Jan Brewer wants people in anti-Trump movement to ‘get over it’
Jul 18, 2016, 8:30 PM | Updated: Jul 19, 2016, 8:34 am
(AP Photo/Patrick Semansky)
During the first day of the Republican National Convention Monday, delegates there made a big scene in trying to block the nomination of Donald Trump as a presidential nominee.
Former Arizona Gov. Jan Brewer wants people to stop with the anti-Trump movement and just accept him already.
“I think it’s a stain on America and the Republican Party as a whole, because we ought to behave better than that,” Brewer said. “I have been coming to conventions for a long time, for the last seven conventions, I’ve never seen anything the like of it.

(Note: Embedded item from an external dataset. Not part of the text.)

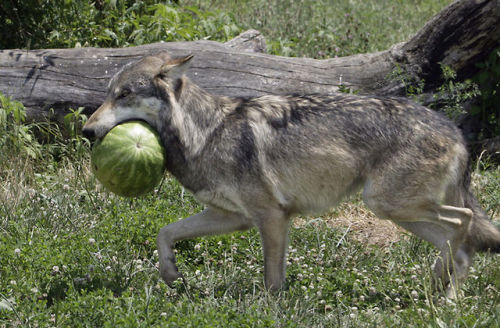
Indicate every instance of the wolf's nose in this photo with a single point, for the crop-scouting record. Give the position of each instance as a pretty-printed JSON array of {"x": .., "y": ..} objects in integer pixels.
[{"x": 88, "y": 133}]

“Get over it. If somebody else would have won, I would’ve gotten behind that person. I don’t always agree 100 percent with everybody. I don’t agree with Donald Trump 100 percent. But darn it, he was elected. I’m here to support him. I got on the Trump train early and I think he’s going to make America great again.”
According to a Republican Party official, nine signatures had been submitted that, in theory, should have forced a state-by-state roll call vote, as only seven signatures are needed.
Rep. Steve Womack said that delegates from three states withdrew their signatures, meaning there would be no roll call vote.
An uproar followed quickly, and many delegates walked out of the convention in Cleveland in anger.
Brewer not only said that she couldn’t believe that some delegates would do that, but she also questioned the legitimacy of the signatures in the first place.
“I never saw those signatures that they had,” Brewer said. I don’t know if they were validated, who gets to make that choice? But I think overwhelmingly 14 million votes ought to be represented at the national convention to nominate our candidate, and that candidate is Donald Trump.”